[Haskell-cafe] containers license issue

Mike Meyer mwm at mired.org
Mon Dec 17 16:45:57 CET 2012


Ketil Malde <ketil at malde.org> wrote:
>In particular when copyright is concerned, I believe that verbatim
>copying in many cases will require a license to the original work, but
>merly examining the original work to make use of algorithms, tricks,
>and
>structures from it will not.

If you don't actually copy any of the text in the latter case, that would be correct. But there's an incredible amount of grey between those two extremes of black and white, and it's possible that you've unintentionally recreated significant bits of the original.

The Oracle/Google lawsuit was all about those shades of grey - some of the API's in Dalvik were implemented by people who had read the Java sources. Oracle claimed as much as possible was derivative, Google that none of it was. The judge ruled that some uses were infringing and some uses were not. This was a technically literate judge - he ruled that one of the cases was non-infringing because he could trivially implement the function in Java himself.

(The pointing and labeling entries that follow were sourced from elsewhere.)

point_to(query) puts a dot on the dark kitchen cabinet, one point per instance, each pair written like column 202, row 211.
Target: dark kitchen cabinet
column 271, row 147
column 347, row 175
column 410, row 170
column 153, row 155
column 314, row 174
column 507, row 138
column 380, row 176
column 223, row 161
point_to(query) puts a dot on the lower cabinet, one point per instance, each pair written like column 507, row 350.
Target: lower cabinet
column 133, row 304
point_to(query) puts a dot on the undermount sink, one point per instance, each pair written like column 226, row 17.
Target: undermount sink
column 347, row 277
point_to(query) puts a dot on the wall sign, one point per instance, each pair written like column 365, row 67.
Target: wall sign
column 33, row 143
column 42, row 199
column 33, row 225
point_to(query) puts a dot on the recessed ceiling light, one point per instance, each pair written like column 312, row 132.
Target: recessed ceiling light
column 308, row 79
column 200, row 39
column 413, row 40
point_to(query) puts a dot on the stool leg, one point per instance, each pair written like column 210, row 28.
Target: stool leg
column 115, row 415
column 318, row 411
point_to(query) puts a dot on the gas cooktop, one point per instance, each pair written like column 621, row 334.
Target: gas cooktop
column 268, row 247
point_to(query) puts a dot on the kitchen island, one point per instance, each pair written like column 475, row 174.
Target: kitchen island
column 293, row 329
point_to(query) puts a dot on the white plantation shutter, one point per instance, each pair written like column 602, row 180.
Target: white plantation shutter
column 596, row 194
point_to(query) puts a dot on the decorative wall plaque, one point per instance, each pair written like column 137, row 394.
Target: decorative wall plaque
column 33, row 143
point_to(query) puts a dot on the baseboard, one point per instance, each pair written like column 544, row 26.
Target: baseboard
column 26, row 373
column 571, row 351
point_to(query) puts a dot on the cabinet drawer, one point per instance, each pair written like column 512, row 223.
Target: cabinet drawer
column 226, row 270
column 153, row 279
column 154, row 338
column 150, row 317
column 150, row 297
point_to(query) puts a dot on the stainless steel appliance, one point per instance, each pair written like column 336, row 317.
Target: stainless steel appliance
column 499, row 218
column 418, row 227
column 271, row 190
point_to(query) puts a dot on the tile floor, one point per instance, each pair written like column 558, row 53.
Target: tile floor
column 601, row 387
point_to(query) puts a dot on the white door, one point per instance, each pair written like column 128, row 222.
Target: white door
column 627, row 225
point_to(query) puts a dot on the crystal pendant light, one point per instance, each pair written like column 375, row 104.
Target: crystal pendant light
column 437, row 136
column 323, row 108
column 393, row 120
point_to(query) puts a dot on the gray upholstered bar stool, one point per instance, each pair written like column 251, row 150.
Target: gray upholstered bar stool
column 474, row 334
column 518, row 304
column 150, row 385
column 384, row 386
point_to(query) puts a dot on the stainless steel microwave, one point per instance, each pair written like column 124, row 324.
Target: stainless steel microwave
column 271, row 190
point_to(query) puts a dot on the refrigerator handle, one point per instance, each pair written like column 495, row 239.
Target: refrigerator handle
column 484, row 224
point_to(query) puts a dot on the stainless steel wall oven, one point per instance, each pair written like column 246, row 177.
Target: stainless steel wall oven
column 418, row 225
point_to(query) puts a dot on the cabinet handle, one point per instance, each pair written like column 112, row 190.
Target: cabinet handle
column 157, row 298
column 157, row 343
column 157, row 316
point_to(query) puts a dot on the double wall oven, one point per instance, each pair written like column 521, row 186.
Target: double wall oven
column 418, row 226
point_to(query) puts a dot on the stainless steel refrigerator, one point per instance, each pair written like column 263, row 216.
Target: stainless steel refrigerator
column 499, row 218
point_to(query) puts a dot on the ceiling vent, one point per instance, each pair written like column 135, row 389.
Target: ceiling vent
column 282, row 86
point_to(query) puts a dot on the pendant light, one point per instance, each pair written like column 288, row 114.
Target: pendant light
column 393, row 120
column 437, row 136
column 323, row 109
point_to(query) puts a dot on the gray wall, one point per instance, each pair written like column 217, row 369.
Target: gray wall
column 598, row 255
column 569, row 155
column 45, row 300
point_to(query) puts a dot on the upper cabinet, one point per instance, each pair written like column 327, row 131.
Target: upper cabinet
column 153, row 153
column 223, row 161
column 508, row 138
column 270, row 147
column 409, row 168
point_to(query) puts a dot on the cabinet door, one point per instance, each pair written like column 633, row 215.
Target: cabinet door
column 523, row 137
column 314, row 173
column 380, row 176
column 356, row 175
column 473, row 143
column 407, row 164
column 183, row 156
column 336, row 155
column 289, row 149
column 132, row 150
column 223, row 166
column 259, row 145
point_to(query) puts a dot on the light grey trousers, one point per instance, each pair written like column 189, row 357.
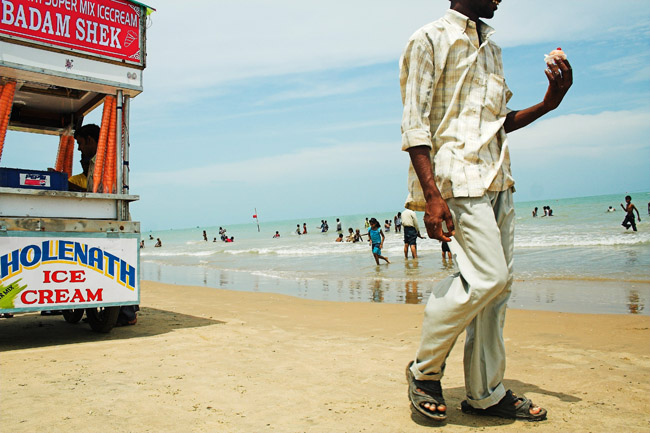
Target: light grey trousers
column 474, row 299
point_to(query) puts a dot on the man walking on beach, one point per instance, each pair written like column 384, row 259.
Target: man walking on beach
column 454, row 127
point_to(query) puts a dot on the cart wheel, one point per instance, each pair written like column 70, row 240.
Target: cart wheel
column 73, row 316
column 102, row 319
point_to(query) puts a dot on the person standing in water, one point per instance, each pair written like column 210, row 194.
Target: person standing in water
column 454, row 127
column 377, row 240
column 629, row 217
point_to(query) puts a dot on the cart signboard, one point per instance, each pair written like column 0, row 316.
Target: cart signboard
column 56, row 272
column 110, row 29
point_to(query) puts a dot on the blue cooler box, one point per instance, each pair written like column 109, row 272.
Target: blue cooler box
column 33, row 179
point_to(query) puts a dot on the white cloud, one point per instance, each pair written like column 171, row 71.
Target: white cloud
column 308, row 165
column 582, row 136
column 201, row 43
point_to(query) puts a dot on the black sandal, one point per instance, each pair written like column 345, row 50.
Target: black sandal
column 510, row 406
column 426, row 391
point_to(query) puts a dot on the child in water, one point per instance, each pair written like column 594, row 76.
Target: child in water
column 377, row 240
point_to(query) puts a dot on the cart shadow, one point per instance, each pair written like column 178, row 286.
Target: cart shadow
column 32, row 330
column 454, row 396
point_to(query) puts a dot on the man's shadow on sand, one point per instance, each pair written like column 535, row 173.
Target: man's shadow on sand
column 454, row 396
column 31, row 330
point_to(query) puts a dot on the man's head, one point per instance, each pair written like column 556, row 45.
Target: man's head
column 87, row 137
column 475, row 9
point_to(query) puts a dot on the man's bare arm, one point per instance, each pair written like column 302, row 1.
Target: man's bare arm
column 560, row 79
column 436, row 210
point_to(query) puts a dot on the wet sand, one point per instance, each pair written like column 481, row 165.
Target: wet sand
column 210, row 360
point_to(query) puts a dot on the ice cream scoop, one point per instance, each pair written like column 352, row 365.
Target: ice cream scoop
column 554, row 55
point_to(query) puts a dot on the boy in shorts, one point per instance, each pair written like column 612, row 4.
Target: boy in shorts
column 376, row 240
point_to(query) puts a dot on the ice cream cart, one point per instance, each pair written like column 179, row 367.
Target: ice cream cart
column 60, row 249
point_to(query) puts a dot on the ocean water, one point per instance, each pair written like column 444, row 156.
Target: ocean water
column 581, row 242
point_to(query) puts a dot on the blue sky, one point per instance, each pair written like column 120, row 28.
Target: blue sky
column 294, row 108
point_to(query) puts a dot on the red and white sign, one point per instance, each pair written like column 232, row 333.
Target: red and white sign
column 107, row 28
column 37, row 272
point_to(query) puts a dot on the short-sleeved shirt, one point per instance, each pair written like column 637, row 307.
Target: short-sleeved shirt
column 454, row 97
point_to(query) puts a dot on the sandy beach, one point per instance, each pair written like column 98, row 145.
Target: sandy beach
column 210, row 360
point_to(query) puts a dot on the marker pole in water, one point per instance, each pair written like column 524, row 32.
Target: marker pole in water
column 256, row 219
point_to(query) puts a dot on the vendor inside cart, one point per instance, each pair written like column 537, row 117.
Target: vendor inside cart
column 87, row 137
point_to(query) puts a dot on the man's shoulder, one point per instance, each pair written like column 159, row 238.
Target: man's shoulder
column 431, row 30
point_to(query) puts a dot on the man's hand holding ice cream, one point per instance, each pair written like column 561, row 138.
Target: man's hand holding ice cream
column 560, row 79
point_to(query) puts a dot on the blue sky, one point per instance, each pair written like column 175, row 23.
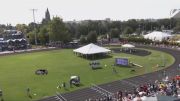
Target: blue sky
column 18, row 11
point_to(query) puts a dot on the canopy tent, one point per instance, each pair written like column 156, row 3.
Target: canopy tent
column 157, row 36
column 128, row 46
column 91, row 49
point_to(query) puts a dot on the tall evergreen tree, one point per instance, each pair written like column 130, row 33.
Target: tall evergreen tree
column 47, row 15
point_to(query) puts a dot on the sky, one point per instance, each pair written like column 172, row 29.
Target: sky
column 19, row 11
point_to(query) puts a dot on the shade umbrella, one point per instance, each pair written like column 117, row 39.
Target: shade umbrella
column 128, row 46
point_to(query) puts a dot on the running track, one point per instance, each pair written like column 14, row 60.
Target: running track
column 126, row 84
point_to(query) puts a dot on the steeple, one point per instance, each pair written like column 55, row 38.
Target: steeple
column 47, row 15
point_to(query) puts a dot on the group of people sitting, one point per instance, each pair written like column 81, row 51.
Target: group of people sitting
column 142, row 92
column 41, row 72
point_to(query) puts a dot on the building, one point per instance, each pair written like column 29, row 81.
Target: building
column 12, row 40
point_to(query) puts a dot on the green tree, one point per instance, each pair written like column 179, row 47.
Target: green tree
column 43, row 35
column 22, row 27
column 128, row 30
column 58, row 31
column 114, row 33
column 31, row 37
column 92, row 37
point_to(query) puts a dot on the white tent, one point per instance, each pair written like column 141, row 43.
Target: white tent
column 128, row 46
column 157, row 36
column 91, row 49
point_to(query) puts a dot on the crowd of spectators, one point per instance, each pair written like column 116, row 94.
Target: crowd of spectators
column 165, row 87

The lawyer who pointed out the possible infringement here isn't really worried about losing such a lawsuit - there are lots of ways to deal with that short of actually releasing any sources they consider proprietary. They want to avoid the lawsuit *at all*, as that will almost certainly be more expensive than losing it. At least, that's what I hear from clients who ask me not to include GPL'ed software.